長輩們在聊天的時候,我看見桌上有一瓶枇杷水。
主動開口道:「阿姨,陸湛不是對枇杷過敏嗎?我去讓服務員換個水。」
陸阿姨下意識說:「陸湛?他不過敏啊。」
我臉上的笑意突然僵住。
沒等我再開口,上廁所的陸湛突然回來了。
我重新坐回位置,思緒卻亂成一團毛線。
上周天氣降溫。
我注意到陸湛連續幾天都咳嗽不止,便從家裡帶了自製的枇杷膏,趁沒人時放在他桌上。
還附了張便簽:「這個效果很好,試試。」
可第二天,他卻把那瓶枇杷膏原封不動放回了我的桌上。
我疑惑地找到他時。
陸湛語氣平淡得像在說天氣:
「謝謝。不過我對枇杷過敏,以後別麻煩了。」
思緒回籠。
我有些茫然。
明明不過敏,為什麼不願意接受我的好意?
我抬眼看向陸湛。
他沒看我,臉色依舊是淡淡的。
但我了解他。
陸湛這是在不高興。
我想不明白,卻又不知道怎麼開口。
飯桌上的話題不知何時扯到了我們兩個准高考生身上。
陸叔叔問我以後想去哪裡上大學。
我下意識看向陸湛。
可陸湛卻偏移了目光。
我心臟一漲,有些落寞地垂頭。
我回答:「都可以,如果可以的話,我還是想和陸湛一起。」
我沒敢抬頭看陸湛的臉色。
但聽到陸叔叔打趣我和陸湛關係好。
以前確實關係好。
可現在,我也不太確定了。
我好像看不懂陸湛了。
陸叔叔問陸湛怎麼想。
我聽到他說:「每個人都有自己的路要走,專注自己就好。

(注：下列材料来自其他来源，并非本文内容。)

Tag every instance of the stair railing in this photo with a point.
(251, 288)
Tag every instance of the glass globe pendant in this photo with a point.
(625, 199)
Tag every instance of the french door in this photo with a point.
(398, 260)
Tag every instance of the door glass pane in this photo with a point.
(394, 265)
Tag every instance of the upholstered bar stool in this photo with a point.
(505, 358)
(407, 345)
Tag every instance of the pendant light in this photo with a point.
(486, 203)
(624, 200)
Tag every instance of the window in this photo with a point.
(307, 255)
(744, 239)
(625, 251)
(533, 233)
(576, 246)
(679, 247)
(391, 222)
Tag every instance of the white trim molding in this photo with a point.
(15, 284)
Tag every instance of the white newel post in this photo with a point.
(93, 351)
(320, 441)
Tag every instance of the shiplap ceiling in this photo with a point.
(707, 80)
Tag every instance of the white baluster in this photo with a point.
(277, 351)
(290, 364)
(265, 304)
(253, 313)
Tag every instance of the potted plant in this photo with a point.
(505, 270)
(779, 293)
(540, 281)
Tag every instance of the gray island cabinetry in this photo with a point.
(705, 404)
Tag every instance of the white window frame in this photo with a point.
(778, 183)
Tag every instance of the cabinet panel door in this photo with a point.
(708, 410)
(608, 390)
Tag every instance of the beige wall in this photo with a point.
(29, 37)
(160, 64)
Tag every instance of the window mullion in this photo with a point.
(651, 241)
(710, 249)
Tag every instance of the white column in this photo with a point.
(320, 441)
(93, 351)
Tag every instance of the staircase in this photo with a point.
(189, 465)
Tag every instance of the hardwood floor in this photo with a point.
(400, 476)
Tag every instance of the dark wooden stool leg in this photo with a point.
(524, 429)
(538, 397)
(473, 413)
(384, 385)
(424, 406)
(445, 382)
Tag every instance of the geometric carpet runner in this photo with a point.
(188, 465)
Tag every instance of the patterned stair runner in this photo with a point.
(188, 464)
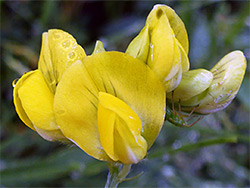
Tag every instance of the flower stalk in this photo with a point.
(117, 174)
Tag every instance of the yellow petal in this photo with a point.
(177, 25)
(17, 102)
(173, 83)
(59, 50)
(228, 74)
(127, 78)
(193, 83)
(119, 129)
(162, 50)
(35, 100)
(184, 58)
(98, 47)
(139, 46)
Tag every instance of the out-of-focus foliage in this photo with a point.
(213, 153)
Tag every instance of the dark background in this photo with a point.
(213, 153)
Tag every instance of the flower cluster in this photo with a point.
(112, 104)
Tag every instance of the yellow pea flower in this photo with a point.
(33, 93)
(111, 105)
(211, 91)
(163, 45)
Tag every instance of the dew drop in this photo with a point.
(72, 55)
(14, 82)
(66, 44)
(57, 35)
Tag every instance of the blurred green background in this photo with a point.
(213, 153)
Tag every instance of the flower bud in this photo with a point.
(228, 74)
(163, 45)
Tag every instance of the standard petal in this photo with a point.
(37, 101)
(17, 101)
(59, 50)
(120, 130)
(119, 74)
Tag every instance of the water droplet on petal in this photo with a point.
(56, 35)
(72, 55)
(66, 44)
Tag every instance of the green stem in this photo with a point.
(117, 174)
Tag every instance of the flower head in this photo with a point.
(34, 92)
(111, 105)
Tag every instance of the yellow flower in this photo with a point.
(211, 91)
(111, 105)
(34, 92)
(163, 45)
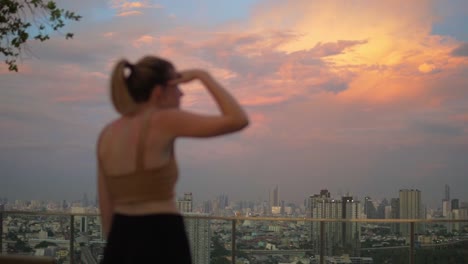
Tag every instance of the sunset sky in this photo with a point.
(359, 97)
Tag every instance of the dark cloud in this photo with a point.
(461, 51)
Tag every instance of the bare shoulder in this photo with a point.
(103, 134)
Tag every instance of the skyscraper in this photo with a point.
(337, 234)
(185, 205)
(276, 196)
(447, 193)
(410, 208)
(199, 235)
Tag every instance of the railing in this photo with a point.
(319, 241)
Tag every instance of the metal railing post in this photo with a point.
(233, 242)
(1, 232)
(411, 243)
(322, 242)
(72, 238)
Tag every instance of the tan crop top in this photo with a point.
(143, 185)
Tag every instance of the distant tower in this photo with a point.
(199, 235)
(410, 208)
(85, 201)
(185, 204)
(447, 193)
(276, 196)
(337, 234)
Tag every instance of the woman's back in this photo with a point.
(138, 161)
(119, 144)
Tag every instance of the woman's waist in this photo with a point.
(147, 207)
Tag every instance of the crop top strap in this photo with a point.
(140, 151)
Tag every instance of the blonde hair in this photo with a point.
(128, 91)
(121, 98)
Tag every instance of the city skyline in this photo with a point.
(364, 98)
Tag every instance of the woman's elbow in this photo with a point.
(241, 123)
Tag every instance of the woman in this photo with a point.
(136, 160)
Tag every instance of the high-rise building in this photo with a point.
(395, 214)
(338, 235)
(185, 204)
(447, 193)
(276, 196)
(199, 235)
(410, 208)
(369, 208)
(455, 204)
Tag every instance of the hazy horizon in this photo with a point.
(360, 97)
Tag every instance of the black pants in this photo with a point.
(154, 238)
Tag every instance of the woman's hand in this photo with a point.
(188, 76)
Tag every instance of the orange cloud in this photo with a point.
(144, 40)
(395, 57)
(129, 13)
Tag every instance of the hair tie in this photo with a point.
(131, 67)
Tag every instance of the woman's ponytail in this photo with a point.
(121, 99)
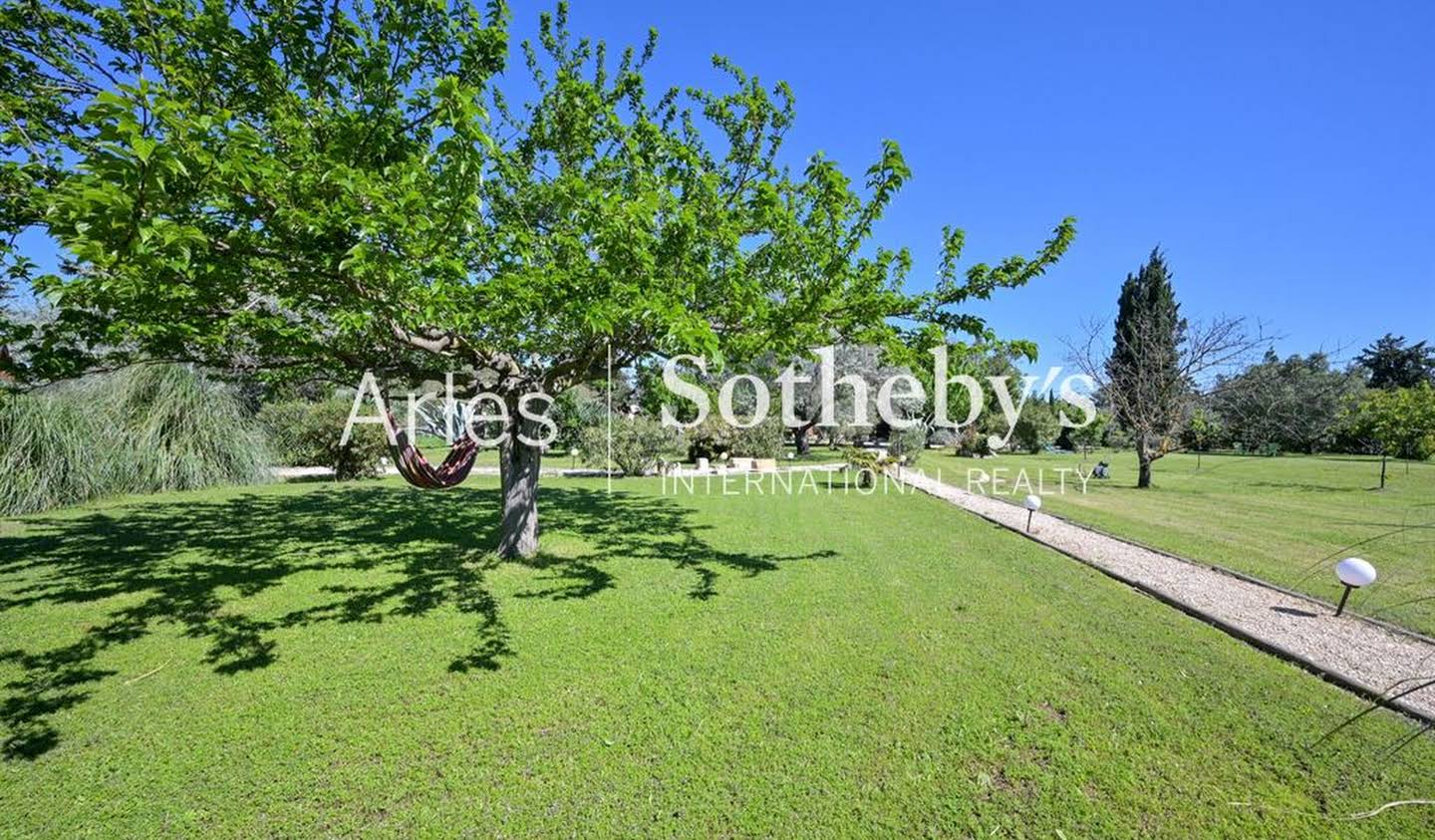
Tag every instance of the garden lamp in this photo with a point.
(1033, 503)
(1353, 573)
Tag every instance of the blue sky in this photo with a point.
(1281, 152)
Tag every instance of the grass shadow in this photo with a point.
(185, 563)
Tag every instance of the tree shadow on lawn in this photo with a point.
(188, 562)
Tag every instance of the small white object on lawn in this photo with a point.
(1353, 572)
(1033, 503)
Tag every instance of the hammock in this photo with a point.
(417, 468)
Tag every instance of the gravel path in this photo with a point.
(1350, 651)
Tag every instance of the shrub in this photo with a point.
(974, 443)
(710, 438)
(184, 431)
(907, 443)
(51, 456)
(143, 429)
(759, 441)
(307, 433)
(638, 443)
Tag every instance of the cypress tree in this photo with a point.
(1144, 368)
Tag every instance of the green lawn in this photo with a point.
(1286, 520)
(339, 660)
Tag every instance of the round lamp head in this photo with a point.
(1355, 572)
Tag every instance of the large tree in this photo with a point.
(1396, 422)
(1153, 374)
(1393, 364)
(315, 189)
(1147, 385)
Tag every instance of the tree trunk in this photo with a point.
(1144, 459)
(518, 468)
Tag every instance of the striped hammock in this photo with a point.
(417, 468)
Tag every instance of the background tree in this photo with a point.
(1153, 372)
(1202, 429)
(1398, 422)
(1393, 365)
(1294, 403)
(316, 189)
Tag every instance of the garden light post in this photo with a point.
(1033, 503)
(1353, 573)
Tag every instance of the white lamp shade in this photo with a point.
(1355, 572)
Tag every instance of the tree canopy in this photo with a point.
(1393, 364)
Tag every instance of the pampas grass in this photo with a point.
(143, 429)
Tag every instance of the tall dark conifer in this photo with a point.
(1145, 361)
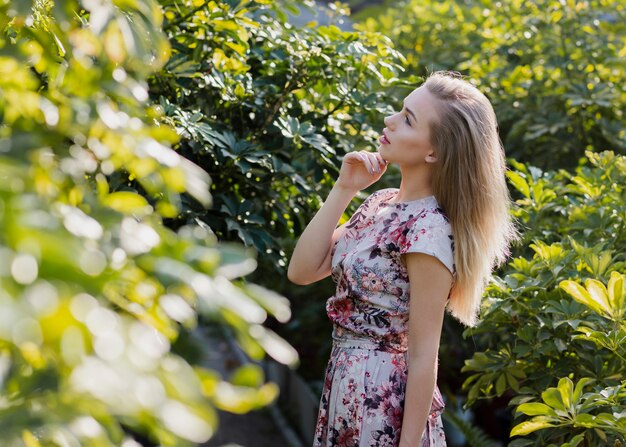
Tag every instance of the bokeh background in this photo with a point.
(158, 160)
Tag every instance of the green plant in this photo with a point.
(552, 69)
(267, 110)
(95, 292)
(540, 325)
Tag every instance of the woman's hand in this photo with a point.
(360, 169)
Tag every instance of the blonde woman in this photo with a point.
(405, 256)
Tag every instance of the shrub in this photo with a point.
(553, 324)
(95, 293)
(553, 69)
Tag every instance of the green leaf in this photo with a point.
(126, 202)
(580, 294)
(536, 409)
(519, 183)
(552, 397)
(616, 290)
(536, 423)
(565, 388)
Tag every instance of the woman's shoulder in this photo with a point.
(378, 197)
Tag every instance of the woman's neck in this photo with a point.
(416, 183)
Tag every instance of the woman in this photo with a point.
(405, 256)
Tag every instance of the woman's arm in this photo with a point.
(310, 260)
(430, 283)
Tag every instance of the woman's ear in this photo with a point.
(431, 157)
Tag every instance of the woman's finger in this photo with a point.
(366, 162)
(374, 166)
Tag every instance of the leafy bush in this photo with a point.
(267, 110)
(553, 69)
(95, 293)
(556, 312)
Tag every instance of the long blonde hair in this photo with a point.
(469, 183)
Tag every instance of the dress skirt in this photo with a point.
(362, 401)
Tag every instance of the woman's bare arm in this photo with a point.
(430, 283)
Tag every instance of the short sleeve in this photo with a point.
(433, 238)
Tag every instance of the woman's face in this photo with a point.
(406, 137)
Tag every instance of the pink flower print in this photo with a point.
(372, 282)
(341, 310)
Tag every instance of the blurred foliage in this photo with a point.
(553, 69)
(552, 333)
(95, 292)
(268, 110)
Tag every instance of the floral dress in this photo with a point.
(363, 397)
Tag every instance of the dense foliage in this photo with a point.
(554, 69)
(96, 294)
(267, 110)
(553, 328)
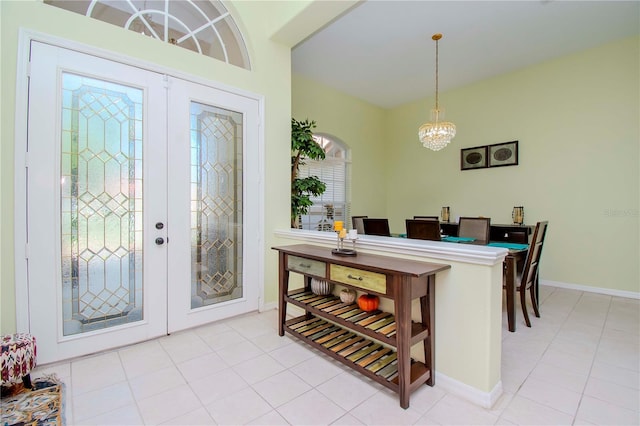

」
我的心像被針扎了一下。
不是生氣,而是一種深刻的無力。
這句話好似專門說給我聽的。
陸湛是在告訴我:他不想和我一起。
05
第二天我是紅腫著眼醒來的。
床頭櫃放著兩雙羊毛手套。
現在天氣冷了,他騎著自行車上學肯定會冷。
我這才買回來準備送給他。
想了想,買都買了,還是送給他吧。
熟悉的大課間,我把禮物盒打包好,準備提著送給陸湛。
剛走到他班級的門口,我就聽到陸湛在和別人聊天。
「陸哥又收到情書了,真羨慕。」
「要我說,還是這種含蓄的方式最好了,四班那個辛明月每天都跑過來,跟個舔狗似的。」
「誰說不是呢,陸哥都煩她煩得要死了,還上趕著送東西。」
「要不是陸哥維護小女生的自尊心,早就拒絕她了。」
「就是,陸哥現在最重要的任務是學習,考清北就指望著陸哥呢,哪有心思理會辛明月的追求。」
我怔怔站在班級的後門口。
一字不落地聽完了他們的話。
可全程,陸湛都沒有開口說過一個字。
是默認了嗎?
我確實喜歡陸湛。
可我也知道現在不是談戀愛的時候。
就算要追求,也是高考之後的事情。
我現在做的事情,不過是想讓陸湛生活得好一點點。
他憑什麼認為我在追求他。
我氣得眼睛都紅了,卻一句話都說不出來。
早知道……就學兩句罵人的話了。
這時,不知道是誰看到了我。
陸湛經人提醒,緩緩轉過頭看到了我。
在看清我眼淚的一瞬間,立刻沖了出來。
我不想在這個難堪的時候看見陸湛。
於是頭也不回地朝樓下的花園跑去。
可陸湛卻追了出來。
他一把拉住我的手腕。
「辛明月,你怎麼了。」
06
我止不住地想哭,死死咬著唇。
陸湛拿出紙巾幫我擦乾眼淚。
「你別哭,發生什麼事了。」
說完,陸湛低頭瞥見了我的禮物盒。
他臉色有些沉:「這是什麼,又是送我的?」
我這才意識到自己手裡還拿著羊毛手套。
我重重呼出一口氣,只想趕緊把東西給他,然後離開。
「對,給你,騎車的時候可以戴。」
但陸湛卻沒接。
他靜靜看著我,語氣漠然:「我有手套,用什麼都一樣。」
我咬了咬唇,看著他的臉。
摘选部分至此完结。